Incoming CEO John Stanton’s love for baseball goes deeper than just the Mariners
A couple of times during the Mariners’ Wednesday news conference to announce the transition of ownership, the media was reminded that this would be the only time they would hear from incoming Chairman and CEO John Stanton until the sale was completed with the approval of MLB, expected to happen at an owners meeting in August.
John Stanton is a name that those who have followed the club closely most likely have heard in recent years. He would come up as a possible eventual owner or leader of an ownership group of the Mariners when speculation would arise that the team might be sold. If you knew the name you most likely knew that he held top executive positions with a number of wireless companies including McCaw Cellular and Clearwire. You probably didn’t know much more about him, however.
“I suppose lots of you are wondering who the heck is John Stanton,” he said after being introduced by current CEO and Chairman Howard Lincoln at the conference.

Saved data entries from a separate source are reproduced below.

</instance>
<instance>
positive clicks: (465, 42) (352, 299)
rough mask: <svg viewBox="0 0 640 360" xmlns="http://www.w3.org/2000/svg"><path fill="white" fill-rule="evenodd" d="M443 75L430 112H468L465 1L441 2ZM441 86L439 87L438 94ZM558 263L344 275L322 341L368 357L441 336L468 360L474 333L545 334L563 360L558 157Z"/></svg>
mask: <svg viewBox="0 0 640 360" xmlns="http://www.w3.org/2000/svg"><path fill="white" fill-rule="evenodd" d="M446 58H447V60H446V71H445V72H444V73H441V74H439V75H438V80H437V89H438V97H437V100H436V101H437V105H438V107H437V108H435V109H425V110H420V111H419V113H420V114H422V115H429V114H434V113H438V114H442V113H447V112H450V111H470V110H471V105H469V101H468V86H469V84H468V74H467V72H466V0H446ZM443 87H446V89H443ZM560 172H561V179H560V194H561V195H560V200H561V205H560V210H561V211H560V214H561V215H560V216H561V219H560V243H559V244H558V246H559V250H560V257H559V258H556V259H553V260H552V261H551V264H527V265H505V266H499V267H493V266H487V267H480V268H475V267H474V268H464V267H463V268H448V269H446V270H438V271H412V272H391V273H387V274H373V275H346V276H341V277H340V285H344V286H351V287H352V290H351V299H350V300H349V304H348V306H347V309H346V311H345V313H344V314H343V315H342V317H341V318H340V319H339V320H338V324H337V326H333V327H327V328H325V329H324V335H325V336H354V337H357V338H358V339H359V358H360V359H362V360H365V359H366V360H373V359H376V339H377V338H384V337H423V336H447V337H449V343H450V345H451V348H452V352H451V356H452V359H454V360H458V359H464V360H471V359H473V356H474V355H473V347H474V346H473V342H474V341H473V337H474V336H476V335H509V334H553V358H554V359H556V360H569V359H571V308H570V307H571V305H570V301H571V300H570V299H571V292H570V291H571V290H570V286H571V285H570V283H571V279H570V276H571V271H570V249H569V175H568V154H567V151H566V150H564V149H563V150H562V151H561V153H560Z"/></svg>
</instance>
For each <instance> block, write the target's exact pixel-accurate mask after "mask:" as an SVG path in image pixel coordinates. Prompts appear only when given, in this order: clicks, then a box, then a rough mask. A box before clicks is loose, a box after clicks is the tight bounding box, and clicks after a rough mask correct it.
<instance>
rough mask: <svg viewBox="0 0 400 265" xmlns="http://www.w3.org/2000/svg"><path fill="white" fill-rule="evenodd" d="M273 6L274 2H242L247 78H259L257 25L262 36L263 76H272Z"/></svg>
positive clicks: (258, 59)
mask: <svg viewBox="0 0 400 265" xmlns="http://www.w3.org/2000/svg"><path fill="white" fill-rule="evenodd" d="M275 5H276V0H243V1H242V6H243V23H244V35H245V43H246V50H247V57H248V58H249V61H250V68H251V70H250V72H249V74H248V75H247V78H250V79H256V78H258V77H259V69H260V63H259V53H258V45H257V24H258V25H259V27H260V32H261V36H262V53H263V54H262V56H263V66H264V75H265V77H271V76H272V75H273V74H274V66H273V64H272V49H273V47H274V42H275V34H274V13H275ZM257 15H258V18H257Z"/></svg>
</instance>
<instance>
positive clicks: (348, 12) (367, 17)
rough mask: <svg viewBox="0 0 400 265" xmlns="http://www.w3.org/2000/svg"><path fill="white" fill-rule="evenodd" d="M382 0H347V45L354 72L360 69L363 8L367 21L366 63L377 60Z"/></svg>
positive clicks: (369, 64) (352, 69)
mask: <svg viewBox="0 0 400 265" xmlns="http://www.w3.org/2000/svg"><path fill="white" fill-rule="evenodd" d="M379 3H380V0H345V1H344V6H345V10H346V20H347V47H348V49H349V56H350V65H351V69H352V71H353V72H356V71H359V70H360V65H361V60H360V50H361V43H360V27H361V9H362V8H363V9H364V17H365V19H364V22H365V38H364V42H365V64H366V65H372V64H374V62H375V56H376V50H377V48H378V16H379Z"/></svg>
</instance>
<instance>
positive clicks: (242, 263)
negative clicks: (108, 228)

His bio noted that he was a Whitman College grad and held an MBA from Harvard Business School. Considered to be a pioneer in the wireless industry, he was born in Seattle, and raised and resides in Bellevue. He’s local, he’s successful, he has a wide range of business experience. He also has a love for the game of baseball.
“I am first and foremost a baseball fan,” he told the assembled media at Safeco Field.
His fandom predates the Mariners and carries a painful memory as he lost his first team – he told the media that as a teenage boy he cried when the Seattle Pilots left town.
“I didn’t really understand,” he remembered. “I was a 14 year old boy who loved baseball. All of a sudden the team was gone. I remember it was very late. They went to spring training not knowing where the team was going.”
While his ultimate goal was to one day be a starting center fielder, reality struck when he got cut from his junior high team. Stanton would have to enjoy the game from the other side of the fence.
“I really remember being with my dad at Sick’s Stadium, which seemed enormous to me at the time but in hindsight was a pretty small spot. I had no idea how intimate that stadium was. It was more like a Triple-A stadium because that’s what it was the year before in ’68, and sitting up in what would pass for a nosebleed section back then and watching the game and taking my glove, having a hot dog and popcorn…”
It wasn’t just the big league games that left their mark on Stanton. Memories of paying a dollar to sit in the outfield berm to watch the Walla Walla Padres – a short-season A team for San Diego – while attending Whitman prompted him to later buy part of the West Coast League’s Walla Walla Sweets, a college wood bat summer team, in 2010.
“That team moved,” he said of the Padres. “Walla Walla didn’t have summer baseball. Some friends of mine said we ought to do this. They had the dream of making it happen. I was an investor along with some of my partners.
“It’s just a dream,” he continued. “As much as I enjoy going to Mariners games, the summer wood bat college leagues or Single-A games, you are up close. You get to really get a sense of the game, the cliche that you can smell the grass. It’s a lot of fun.”
Stanton is also an investor in the Yakima Valley Pippins, another West Coast League team, and the Tacoma Rainiers, and they are not the only teams along with the Mariners that he attends. The games that have been at the top of his list in recent years are the college games his two sons have played in. By his count he has attended 46 baseball games already this season, 36 of which were his youngest son’s.
In addition to the baseball teams, Stanton was a member of the Sonics ownership group that was led by Howard Schultz. He was one of two members of the board who voted against the sale to Clay Bennett, who eventually moved the team to Oklahoma. That move, along with nearly losing the Mariners to St. Petersburg years ago, were on his mind when presented with the opportunity to purchase majority ownership of the Mariners.
“My involvement with the Sonics as a minority owner and the eventual sale of the team, which was an enormous disappointment to me, probably did influence it,” he said. “I don’t think there was a real risk of the team leaving town but I think that every one of the owners had it in the back of his mind that this is one of the very few communities in the country that has lost two sports teams, and I think that keeping baseball safe in Seattle, it’s of paramount importance. If there is any goal greater than winning the World Series it is the goal and the commitment to keep this team in this town.”
As for that goal of winning a World Series, Stanton believes the team is on the right path, a path he believes starts with the direction and a tone that is set from the top.
“I think that leadership is ultimately in any organization the thing that matters most,” he said. “It was exciting to see (Mariners manager) Scott Servais in Texas jumping out on the field. I think that everyone that was watching that saw the passion, not just the passion to win but the passion to support his guys. That makes a difference. It’s also creativity. It’s doing things a little different and seeing things and studying the game and sabermetrics. All those things that go into making a difference, and I think the pieces are all here and I believe that this team can and will win.”